Equal time will be devoted to the discussions of four key building blocks – mitigation, adaptation, technologies and financing – in the Bangkok talks and negotiations later, said Machado.
The second working group that is meeting at Bangkok is the already existing Ad Hoc Working Group on further Commitments for Annex I Parties under the Kyoto Protocol (AWG-KP). This group of rich countries will work on the analysis of possible tools available to these countries to reach emission reduction commitments.
"There is already broad consensus among Parties on the importance of completing this work before political agreement is reached on a post-2012 deal in Copenhagen," said Harald Dovland, chair of the group.
The next UN meeting involving negotiations under both working groups will take place in June in Bonn, Germany this year, followed by a third meeting in August and a fourth at the UN Climate Change Conference in December, both to be held in Poznan, Poland.

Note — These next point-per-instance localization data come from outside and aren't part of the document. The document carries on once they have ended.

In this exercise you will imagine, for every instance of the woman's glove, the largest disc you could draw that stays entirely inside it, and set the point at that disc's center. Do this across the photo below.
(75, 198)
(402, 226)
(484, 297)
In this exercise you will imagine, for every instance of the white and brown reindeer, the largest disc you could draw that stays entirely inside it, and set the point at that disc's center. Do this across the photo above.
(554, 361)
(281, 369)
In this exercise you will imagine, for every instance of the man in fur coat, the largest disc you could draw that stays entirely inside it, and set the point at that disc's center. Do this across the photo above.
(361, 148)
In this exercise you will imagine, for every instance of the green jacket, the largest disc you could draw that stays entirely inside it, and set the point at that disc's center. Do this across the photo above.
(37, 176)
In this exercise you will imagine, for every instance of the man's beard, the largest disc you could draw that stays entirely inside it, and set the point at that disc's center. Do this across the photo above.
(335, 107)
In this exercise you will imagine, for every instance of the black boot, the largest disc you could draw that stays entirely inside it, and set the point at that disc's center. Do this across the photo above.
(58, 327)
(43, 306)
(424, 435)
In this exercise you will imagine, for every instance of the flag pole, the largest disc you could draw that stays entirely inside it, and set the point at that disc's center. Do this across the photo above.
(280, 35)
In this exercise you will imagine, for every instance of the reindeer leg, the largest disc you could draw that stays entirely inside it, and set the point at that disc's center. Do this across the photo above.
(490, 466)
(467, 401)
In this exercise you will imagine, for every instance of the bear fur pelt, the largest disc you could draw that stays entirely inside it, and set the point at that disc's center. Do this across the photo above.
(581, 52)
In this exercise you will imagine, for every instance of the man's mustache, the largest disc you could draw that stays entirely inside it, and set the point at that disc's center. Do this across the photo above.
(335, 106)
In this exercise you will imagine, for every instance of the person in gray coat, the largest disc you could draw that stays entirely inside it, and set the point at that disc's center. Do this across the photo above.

The tools that the working group will analyze in Bangkok include emissions trading and the "project based mechanisms", such as Clean Development Mechanism (CDM), which already allows developed countries to meet part of their emission reduction commitments by investing in sustainable development projects in developing countries.
Other tools are land use, land-use change and forestry; greenhouse gases, sectors and source categories to be covered, along with possible approaches targeting sectoral emissions, for example from the steel or cement sectors.